Description: To illustrate the complications that accompany tool creation, we discuss the creation of a novel virtual anesthesia machine on a commercial VR platform. An anesthesia machine is a tool commonly implemented in the operating room to facilitate anesthesia, airway, and breathing requirements during surgical procedures. In traditional simulation, anesthesia machines are not commonly implemented due to their cost-prohibitive nature and the lack of manikins that would allow for true physiological feedback. VR offers virtual environments and patients, making it an ideal platform on which to build an anesthesia machine training module. To implement this proof-of-concept, an interdisciplinary team of educators, doctors, allied health professionals, and VR design and implementation specialists worked to define the desired functionality, including inhaled anesthetic administration, ventilator management, and bag-valve-mask capability. The team then incorporated input from internal and external subject matter experts to detail the functionality required to enable these high-level capabilities to support surgical medical simulation training. The design specialists worked with art and development experts to create the required visual and auditory assets as well as implement underlying functionality to meet the required learning objectives.
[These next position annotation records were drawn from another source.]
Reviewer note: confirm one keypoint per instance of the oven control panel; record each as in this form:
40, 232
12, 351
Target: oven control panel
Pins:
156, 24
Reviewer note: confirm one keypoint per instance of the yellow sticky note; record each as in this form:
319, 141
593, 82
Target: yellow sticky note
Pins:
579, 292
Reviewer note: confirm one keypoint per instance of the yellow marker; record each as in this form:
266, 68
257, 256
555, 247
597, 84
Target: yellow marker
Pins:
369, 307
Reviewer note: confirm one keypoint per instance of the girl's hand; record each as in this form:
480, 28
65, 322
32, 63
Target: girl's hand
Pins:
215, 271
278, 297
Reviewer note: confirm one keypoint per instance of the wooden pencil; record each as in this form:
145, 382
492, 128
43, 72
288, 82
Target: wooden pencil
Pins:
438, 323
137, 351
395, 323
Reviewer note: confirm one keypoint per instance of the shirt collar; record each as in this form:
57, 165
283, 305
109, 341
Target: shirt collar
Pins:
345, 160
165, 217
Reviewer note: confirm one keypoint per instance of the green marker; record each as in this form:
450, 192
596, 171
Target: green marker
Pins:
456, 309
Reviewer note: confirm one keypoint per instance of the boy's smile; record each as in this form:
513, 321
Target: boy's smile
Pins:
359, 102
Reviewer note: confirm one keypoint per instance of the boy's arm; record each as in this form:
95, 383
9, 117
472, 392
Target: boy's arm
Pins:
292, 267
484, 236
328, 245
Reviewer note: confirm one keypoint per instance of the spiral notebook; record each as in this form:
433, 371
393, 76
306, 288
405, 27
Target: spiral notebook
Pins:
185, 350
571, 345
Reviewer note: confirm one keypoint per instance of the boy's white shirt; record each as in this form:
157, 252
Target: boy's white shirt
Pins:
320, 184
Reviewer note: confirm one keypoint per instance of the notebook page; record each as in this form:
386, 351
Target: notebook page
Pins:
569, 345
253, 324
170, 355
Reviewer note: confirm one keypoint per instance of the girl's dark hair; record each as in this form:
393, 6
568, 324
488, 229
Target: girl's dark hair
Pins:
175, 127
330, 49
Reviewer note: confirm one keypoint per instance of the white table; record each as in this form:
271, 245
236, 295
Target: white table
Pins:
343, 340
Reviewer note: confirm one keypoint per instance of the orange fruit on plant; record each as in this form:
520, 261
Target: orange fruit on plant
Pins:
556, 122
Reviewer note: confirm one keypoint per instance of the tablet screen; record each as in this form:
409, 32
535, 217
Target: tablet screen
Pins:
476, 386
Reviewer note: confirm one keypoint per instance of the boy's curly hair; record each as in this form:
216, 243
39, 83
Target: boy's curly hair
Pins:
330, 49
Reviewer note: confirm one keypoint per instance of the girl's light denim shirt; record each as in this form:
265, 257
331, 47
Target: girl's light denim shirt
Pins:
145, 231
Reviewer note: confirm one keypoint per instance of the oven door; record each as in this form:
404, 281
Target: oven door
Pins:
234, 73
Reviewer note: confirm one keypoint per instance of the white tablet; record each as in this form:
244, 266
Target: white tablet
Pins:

Discussion: This anesthesia functionality was incorporated into one scenario designed to train Registered Nurse Anesthesia students about potential complications of prolonged paralysis. Future iterations and improvements will involve increasing levels of fidelity which will allow for a wider range of learners and a more broad case availability. The implemented anesthesia machine demonstrates a design and implementation approach that can be extended to additional tools with complex functionality, allowing future learners to increase their understanding and familiarity of these instruments with minimal space, time, and equipment requirements.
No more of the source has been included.